• • • Harvesting ‘Red Gold’ on the rooftops of Paris

• • • Harvesting ‘Red Gold’ on the rooftops of Paris

Saffron, the world’s most expensive spice, used to be widely grown in France but more or less died out with the arrival of mechanised farming methods. Now four French sisters are spurring on a saffron revival, growing it on rooftops in Paris where it seems to be very much at home.

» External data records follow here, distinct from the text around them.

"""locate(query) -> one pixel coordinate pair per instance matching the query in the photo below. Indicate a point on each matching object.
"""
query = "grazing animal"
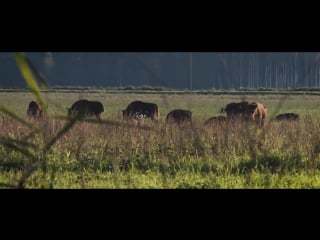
(246, 111)
(235, 109)
(287, 116)
(34, 110)
(86, 108)
(179, 116)
(216, 120)
(139, 108)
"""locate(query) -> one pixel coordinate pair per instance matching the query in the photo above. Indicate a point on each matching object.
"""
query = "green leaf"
(27, 73)
(14, 116)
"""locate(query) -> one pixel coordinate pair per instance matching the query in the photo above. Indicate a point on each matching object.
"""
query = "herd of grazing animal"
(254, 112)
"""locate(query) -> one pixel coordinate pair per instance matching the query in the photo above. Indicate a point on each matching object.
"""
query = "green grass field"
(116, 154)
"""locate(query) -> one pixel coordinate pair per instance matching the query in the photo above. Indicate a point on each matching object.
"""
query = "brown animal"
(246, 111)
(139, 108)
(34, 110)
(86, 108)
(235, 110)
(179, 116)
(257, 112)
(287, 116)
(216, 120)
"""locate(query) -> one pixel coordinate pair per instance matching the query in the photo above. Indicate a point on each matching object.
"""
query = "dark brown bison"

One hundred fifty tonnes of certified saffron are grown worldwide, most of it in Iran. They’re harvesting it now, in the fields of Khorasan and Fars in the northeast of the country.

Here in the French capital, they’re harvesting saffron too, but in a concrete jungle, on five rooftops in and around the city.

No matter where you are in the world, it’s painstaking work: from planting the bulbs to picking the flowers, separating out the three crimson stigma, drying and packaging, everything is done by hand. And the harvest season is short, lasting just three to four weeks in October.

“You need 150 flowers to make one gram of saffron,” says Améla du Bessey, the brains behind rooftop-grown saffron. “This year we planted 60,000 bulbs, manually, one by one, with people from Paris. It’s like magic. When you put people’s hands in the soil everyone’s stress goes away and everyone starts talking. That’s the magic of urban farming.”